AMIC Compared With Microfracture for Focal Articular Cartilage Damage of the Hip (REPAIR)
Hip Arthroscopy, Articular Cartilage Defect, Microfractures
About this trial
This is an interventional treatment trial for Hip Arthroscopy
Eligibility Criteria
Inclusion Criteria:
- Male and female patients aged 18-40 years
- Hip pain lasting 6 months or more with no relief from documented non-operative modalities
- Focal articular cartilage defects of the acetabulum on MRI, confirmed to be full thickness (International Cartilage Regeneration and Joint Preservation Society (ICRS) grade 3 or 4)37 during arthroscopic examination
- Focal acetabular articular cartilage lesions measuring between 2x2 cm2 and 5x5 cm2 on MRI and confirmed on arthroscopic examination
- Patient agrees to participate in the study-specific postoperative rehabilitation protocol
- Patient can speak, read, and understand the language of the site
- Patient has provided informed consent
Exclusion Criteria:
- Cartilage defects of the femoral head
- Previous surgery on the study hip
- Traumatic chondral injury of the hip from a single event
- Presence of advanced osteoarthritis (Tonnis grade 2 or 3)38 or any other acute or chronic inflammatory joint disease
- Known hypersensitivity or allergy to porcine collagen
- Acute or chronic infection at the surgical site
- Evidence of hip dysplasia (i.e., lateral centre edge angle < 20˚)

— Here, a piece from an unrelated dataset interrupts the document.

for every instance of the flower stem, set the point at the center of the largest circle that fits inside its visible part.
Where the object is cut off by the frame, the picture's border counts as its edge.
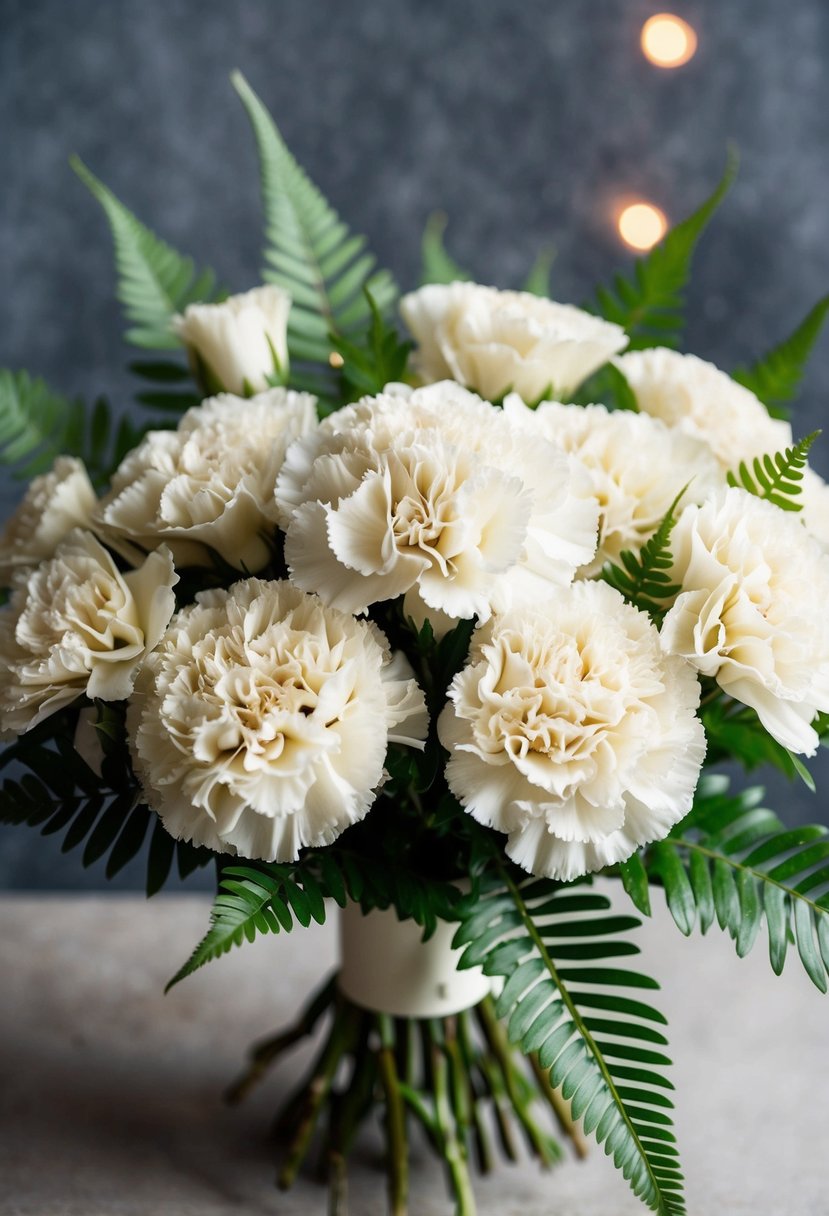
(398, 1146)
(316, 1090)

- Evidence of acetabular over coverage such as coxa profunda or coxa protrusion
- Immunosuppressive or anti-proliferative medication use
- Chronic pain syndromes
- Significant medical co-morbidities (requiring assistance for activities of daily living (ADLs))
- History of paediatric hip disease
- Uncontrolled diabetes
- Contraindications to MRI imaging (e.g. claustrophobia)
- Patient is involved in ongoing legal or workplace claims
- Patient is incarcerated
- Patient is pregnant or breastfeeding
- Patient who will likely have problems, in the judgement of the investigator, with maintaining follow-up
- Any other reason(s) the investigator feels is relevant for excluding the patient
Sites / Locations
- McMaster UniversityRecruiting
Arms of the Study
Arm 1
Arm 2
Active Comparator
Experimental
Microfracture
Autologous matrix-induced chondrogenesis (AMIC)
As per current standard of care for focal articular cartilage lesions of the acetabulum, the unstable cartilage will be debrided and removed from the subchondral bone using a mechanical shaver until a stable margin is obtained. A ring curette will be used to remove the calcified cartilage layer and create a border of healthy cartilage tissue that can support the marrow clot. Through the mid-anterior portal, specialized 90˚ awls will then be placed with the tip perpendicular to the subchondral bone of the acetabulum, and a mallet will be used to penetrate the subchondral bone with perforations 3 mm deep to access the bone marrow elements. This is done until the defect is homogeneously covered with micro-perforations 2-3 mm apart.
Those allocated to the AMIC treatment group will also receive microfracture. Once the walls of the debrided lesion are confirmed to be stable with a probe, the exact size of the defect will be measured for templating of the scaffold. The dry Chondro-Gide® matrix will be prepared by cutting it to 10% smaller than the focal defect (as it increases in size about 10% after moistening). Once the cartilage lesion is dried manually, the implant will then be secured to the defect in a press-fit fashion to the surrounding cartilage. Manual pressure is then applied to secure the implant into the defect and the hip is released from traction and rotated to facilitate further fixation of the graft. Traction is then applied to arthroscopically confirm position and fixation of the implant.